Ferkans — Interactive Telecom Tutor

Side Information at the Decoder

Suppose the decoder has access to side information $Y$ correlated with the source $X$ . Intuitively, the decoder can use $Y$ to reduce the number of bits it needs from the encoder. The Wyner-Ziv theorem (1976) quantifies this precisely. The surprise is that for Gaussian sources with squared-error distortion, having side information only at the decoder is just as good as having it at both encoder and decoder. This "no loss from binning" result is remarkable and has profound implications for distributed compression and sensor networks.

Definition:
Wyner-Ziv Rate-Distortion

The Wyner-Ziv rate-distortion function for source $X$ with decoder side information $Y$ and distortion measure $d$ is: $R_{WZ}(D) = \min_{\substack{U : U X \multimap Y \multimap Z X X \multimap Y \multimap Z Y \\ g : \mathcal{U} \times \mathcal{Y} \to \hat{\mathcal{X}} \\ \mathbb{E}[d(X, g(U, Y))] \leq D}} I(X; U) - I(U; Y)$ where $U$ is an auxiliary random variable forming the Markov chain $U X \multimap Y \multimap Z X X \multimap Y \multimap Z Y$ , and $g$ is the decoder reconstruction function that uses both $U$ and $Y$ .

Theorem: Wyner-Ziv Theorem

For a memoryless source-side information pair $(X, Y)$ with distortion measure $d$ :

The minimum achievable rate with side information at both encoder and decoder is $R_{XY}(D) = \min_{P_{\hat{X}|X,Y}: \mathbb{E}[d] \leq D} I(X; \hat{X} | Y)$ .
The minimum achievable rate with side information only at the decoder (Wyner-Ziv) is $R_{WZ}(D) = \min_{U} [I(X;U) - I(U;Y)]$ as defined above.
In general, $R_{WZ}(D) \geq R_{XY}(D)$ — not having side information at the encoder hurts.
Gaussian case: For $(X, Y)$ jointly Gaussian and squared-error distortion, $R_{WZ}(D) = R_{XY}(D)$ — side information at the encoder is worthless!

The Wyner-Ziv encoder uses binning: it groups codewords into bins and sends only the bin index. The decoder, knowing $Y$ , can disambiguate which codeword within the bin was intended.

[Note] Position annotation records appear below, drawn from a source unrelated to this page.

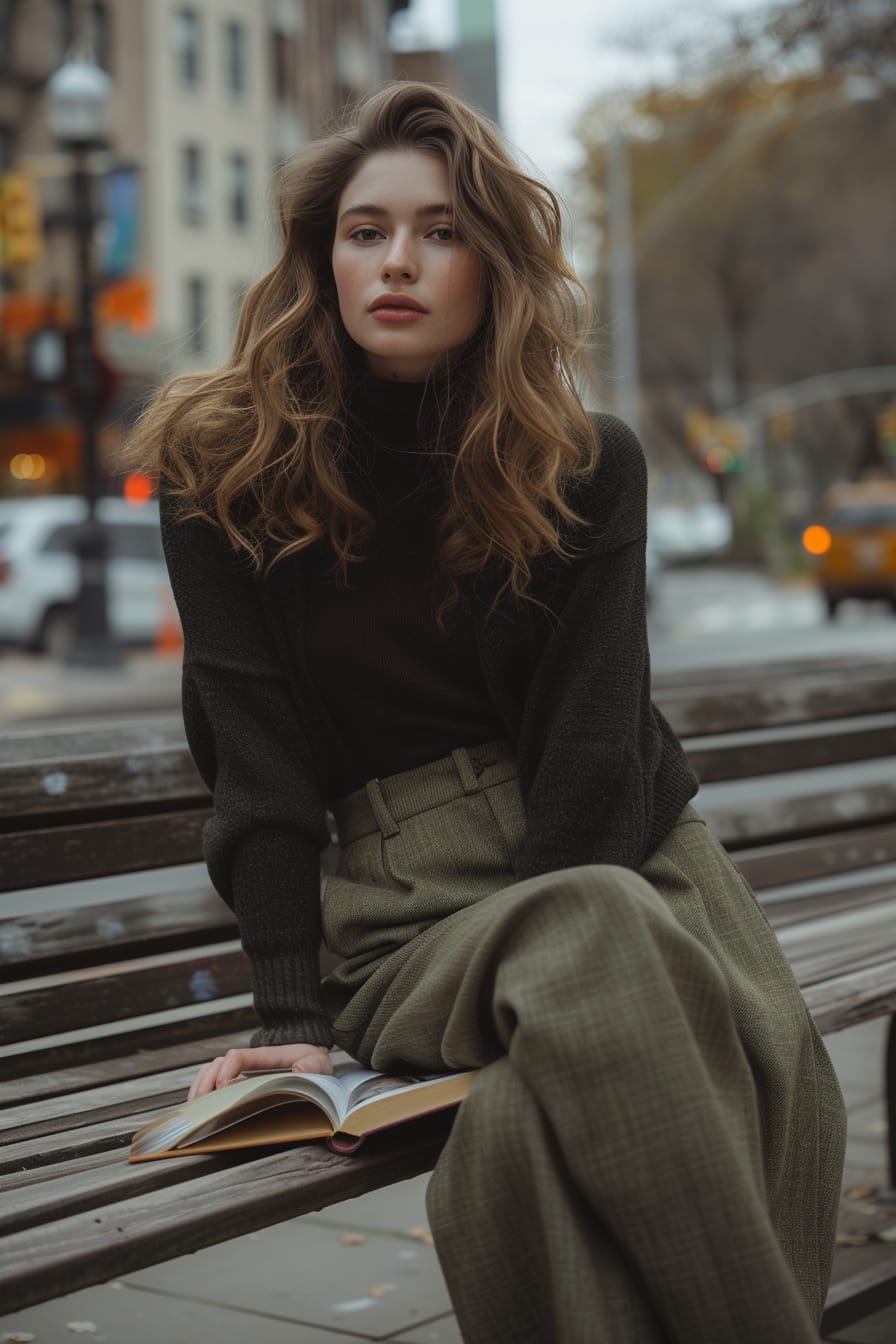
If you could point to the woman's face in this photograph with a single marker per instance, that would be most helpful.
(410, 289)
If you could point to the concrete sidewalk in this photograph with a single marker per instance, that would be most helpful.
(367, 1270)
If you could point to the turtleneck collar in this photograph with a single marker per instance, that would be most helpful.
(392, 413)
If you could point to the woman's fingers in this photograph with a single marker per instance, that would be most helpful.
(219, 1073)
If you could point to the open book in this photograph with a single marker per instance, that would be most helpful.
(282, 1108)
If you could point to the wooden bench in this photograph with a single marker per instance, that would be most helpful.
(122, 969)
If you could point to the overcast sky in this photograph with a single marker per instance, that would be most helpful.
(554, 55)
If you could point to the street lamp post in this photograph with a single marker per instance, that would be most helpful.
(78, 98)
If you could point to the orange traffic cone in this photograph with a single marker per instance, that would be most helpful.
(169, 636)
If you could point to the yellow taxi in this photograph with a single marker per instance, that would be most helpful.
(853, 543)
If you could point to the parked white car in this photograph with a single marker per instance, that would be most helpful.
(39, 573)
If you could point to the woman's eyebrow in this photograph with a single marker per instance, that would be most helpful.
(379, 211)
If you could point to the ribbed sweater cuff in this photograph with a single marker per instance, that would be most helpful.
(289, 1014)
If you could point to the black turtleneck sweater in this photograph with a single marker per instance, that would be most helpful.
(399, 691)
(273, 659)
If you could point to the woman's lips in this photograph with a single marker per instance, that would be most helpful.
(387, 313)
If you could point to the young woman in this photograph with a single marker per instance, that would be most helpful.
(410, 571)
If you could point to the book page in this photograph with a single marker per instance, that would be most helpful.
(406, 1101)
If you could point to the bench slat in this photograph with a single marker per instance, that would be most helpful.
(77, 1048)
(98, 848)
(789, 807)
(61, 1082)
(726, 708)
(799, 860)
(855, 997)
(742, 756)
(105, 1180)
(61, 940)
(114, 1101)
(81, 782)
(121, 989)
(126, 1235)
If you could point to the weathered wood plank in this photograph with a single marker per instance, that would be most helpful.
(153, 776)
(791, 805)
(61, 1082)
(114, 1101)
(857, 1296)
(145, 1034)
(51, 1149)
(855, 997)
(120, 989)
(132, 1234)
(801, 860)
(148, 730)
(742, 756)
(94, 850)
(763, 702)
(104, 1180)
(36, 944)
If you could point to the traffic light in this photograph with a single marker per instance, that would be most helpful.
(720, 442)
(20, 230)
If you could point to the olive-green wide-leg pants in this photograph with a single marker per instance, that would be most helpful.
(653, 1147)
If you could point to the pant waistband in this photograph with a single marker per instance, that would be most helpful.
(383, 804)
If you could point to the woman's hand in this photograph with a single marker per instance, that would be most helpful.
(226, 1069)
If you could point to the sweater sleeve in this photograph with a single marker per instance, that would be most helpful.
(263, 842)
(591, 743)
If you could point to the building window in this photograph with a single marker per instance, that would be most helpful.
(98, 35)
(235, 58)
(196, 297)
(63, 23)
(238, 190)
(194, 188)
(187, 36)
(237, 299)
(284, 67)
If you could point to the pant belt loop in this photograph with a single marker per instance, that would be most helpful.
(465, 770)
(382, 815)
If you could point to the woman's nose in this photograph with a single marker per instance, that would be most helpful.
(399, 261)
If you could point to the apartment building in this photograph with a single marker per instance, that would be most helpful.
(207, 97)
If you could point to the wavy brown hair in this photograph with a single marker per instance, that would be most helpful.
(261, 446)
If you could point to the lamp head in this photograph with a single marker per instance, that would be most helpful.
(78, 100)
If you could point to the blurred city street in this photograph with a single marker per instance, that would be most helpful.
(739, 320)
(700, 616)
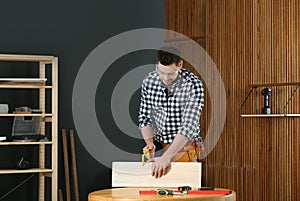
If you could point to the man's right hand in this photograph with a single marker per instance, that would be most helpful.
(151, 148)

The rate savings $I(U;Y)$ is exactly the information the side information provides about the auxiliary variable $U$ .

The Gaussian result is surprising: even though the encoder does not know $Y$ , it can structure its code so that the decoder's side information is just as useful as if the encoder had known it. This fails for general sources — for the binary case, $R_{WZ}(D) > R_{XY}(D)$ .

Proof

Achievability sketch

Generate a random codebook of $U$ sequences. Partition them into $2^{nR}$ bins, each of size $2^{n[I(X;U) - R]}$ . The encoder finds a $U$ -sequence jointly typical with $X$ and sends its bin index. The decoder, knowing $Y$ , searches the bin for a $U$ -sequence jointly typical with $Y$ . If $R > I(X;U) - I(U;Y)$ , the bin is small enough relative to the typical set that the decoder succeeds.

Converse

The converse bounds $nR \geq I(\mathbf{X}; W | \mathbf{Y})$ where $W$ is the encoder output, then single-letterizes using the Markov structure.

Gaussian optimality

For $(X, Y)$ jointly Gaussian with $Y = X + N$ where $N \sim \mathcal{N}(0, \sigma_N^2)$ : Set $U = X + Z$ where $Z \sim \mathcal{N}(0, D)$ independent of everything. The MMSE estimate $\hat{X} = \mathbb{E}[X | U, Y]$ achieves distortion exactly $D^* = \frac{D\sigma_N^2}{D + \sigma_N^2}$ by Gaussian estimation theory. The rate $I(X;U) - I(U;Y) = \frac{1}{2}\log(\sigma_X^2/D)$ , which matches $R_{XY}(D)$ . The side information $Y$ does not appear in the rate expression!

,

Example: Wyner-Ziv for Gaussian Source and Side Information

$X \sim \mathcal{N}(0, 1)$ and $Y = X + N$ with $N \sim \mathcal{N}(0, 1)$ independent of $X$ . Compute $R_{WZ}(D)$ for $D = 0.25$ and compare with $R(D)$ without side information.

Solution

Without side information

$R(0.25) = \frac{1}{2}\log_2(1/0.25) = \frac{1}{2}\log_2 4 = 1$ bit/sample.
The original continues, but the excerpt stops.